Low back pain, once a first world problem, is now increasingly prevalent in low income and middle income countries like India. The papers say the treatment varies dramatically from bed rest to injections to surgeries and even addictive drugs.

What’s worse, doctors and physiotherapists offer harmful treatments to patients instead of being real and telling them nothing can be done but to stay active.

The Lancet published three papers on low back pain, by an international group of authors led by Prof Rachelle Buchbinder of Monash University, Melbourne, Australia.

The papers call for recognition of low back pain as a disability and focus on psychological and social contributors to the condition instead of suggesting useless scans and treatments.
Nearly 540 million people worldwide are now affected by back pain at any one time. Most treatments don’t work.
Mostly the first episode of back pain will go away in a week. Ramping up your lifestyle -standing, fidgeting, sauntering, will make sure it doesn’t strike back.
(Photo: iStock altered by FIT)

The Lancet papers found that globally, years lived with disability caused by low back pain increased by 54 per cent between 1990 and 2015. They attributed this to increasing and ageing population and sedentary lifestyle.

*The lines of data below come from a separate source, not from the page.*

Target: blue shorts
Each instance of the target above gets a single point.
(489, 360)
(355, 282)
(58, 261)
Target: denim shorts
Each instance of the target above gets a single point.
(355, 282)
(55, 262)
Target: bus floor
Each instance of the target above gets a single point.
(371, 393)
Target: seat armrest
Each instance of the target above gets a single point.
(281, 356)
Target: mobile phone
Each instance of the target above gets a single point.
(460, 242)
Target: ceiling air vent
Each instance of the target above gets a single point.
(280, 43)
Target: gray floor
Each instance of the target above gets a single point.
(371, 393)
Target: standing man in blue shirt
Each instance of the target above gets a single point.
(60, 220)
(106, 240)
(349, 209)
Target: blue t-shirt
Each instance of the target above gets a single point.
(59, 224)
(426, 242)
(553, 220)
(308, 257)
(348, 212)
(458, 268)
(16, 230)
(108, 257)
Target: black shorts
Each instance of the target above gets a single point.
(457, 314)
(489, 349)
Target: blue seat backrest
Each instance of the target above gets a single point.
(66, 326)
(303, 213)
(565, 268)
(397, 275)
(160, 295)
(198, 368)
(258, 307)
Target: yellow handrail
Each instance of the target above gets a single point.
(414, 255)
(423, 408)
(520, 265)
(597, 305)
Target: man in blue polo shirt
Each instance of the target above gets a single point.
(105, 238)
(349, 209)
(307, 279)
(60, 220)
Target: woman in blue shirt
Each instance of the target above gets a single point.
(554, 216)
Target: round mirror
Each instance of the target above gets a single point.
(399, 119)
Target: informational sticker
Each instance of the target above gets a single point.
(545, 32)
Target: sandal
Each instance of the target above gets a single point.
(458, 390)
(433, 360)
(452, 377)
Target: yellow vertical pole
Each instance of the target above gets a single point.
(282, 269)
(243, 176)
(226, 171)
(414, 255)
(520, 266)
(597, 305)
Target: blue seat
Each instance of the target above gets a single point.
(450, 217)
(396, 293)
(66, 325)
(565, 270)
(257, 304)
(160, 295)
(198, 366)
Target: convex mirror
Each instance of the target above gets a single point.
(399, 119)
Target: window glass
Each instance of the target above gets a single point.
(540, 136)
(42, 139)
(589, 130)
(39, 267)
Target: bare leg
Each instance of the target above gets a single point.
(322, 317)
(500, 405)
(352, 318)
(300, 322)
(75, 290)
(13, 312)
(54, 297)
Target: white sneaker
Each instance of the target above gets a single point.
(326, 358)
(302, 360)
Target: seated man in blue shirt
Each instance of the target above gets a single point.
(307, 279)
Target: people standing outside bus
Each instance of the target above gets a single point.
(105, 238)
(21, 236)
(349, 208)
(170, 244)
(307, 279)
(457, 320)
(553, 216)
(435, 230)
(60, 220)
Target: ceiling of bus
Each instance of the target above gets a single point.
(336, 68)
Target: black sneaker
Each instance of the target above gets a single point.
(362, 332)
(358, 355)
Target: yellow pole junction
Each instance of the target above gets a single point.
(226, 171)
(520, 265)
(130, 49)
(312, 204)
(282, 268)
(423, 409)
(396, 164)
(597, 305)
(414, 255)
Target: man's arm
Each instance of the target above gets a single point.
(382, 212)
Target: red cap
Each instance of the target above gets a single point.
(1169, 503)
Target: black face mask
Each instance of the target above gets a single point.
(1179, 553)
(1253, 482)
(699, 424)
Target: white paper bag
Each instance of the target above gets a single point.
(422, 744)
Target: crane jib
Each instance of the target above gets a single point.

It is estimated 540 million people worldwide are now affected by back pain at any one time.

According to one study, in India, 20 per cent of cases of low back pain are in the age group of 16 to 34.

According to one of the papers, people with physically demanding jobs, physical and mental comorbidities, smokers, and obese individuals are at greatest risk of reporting low back pain.

For most people with new episodes of low back pain, recovery is quick. Only in a small number of people it becomes disabling.

The lead author calls on the World Health Organisation to put disabling low back pain on the target list for all nations and to actively increase awareness.

(At The Quint, we are answerable only to our audience. Play an active role in shaping our journalism by becoming a member. Because the truth is worth it.)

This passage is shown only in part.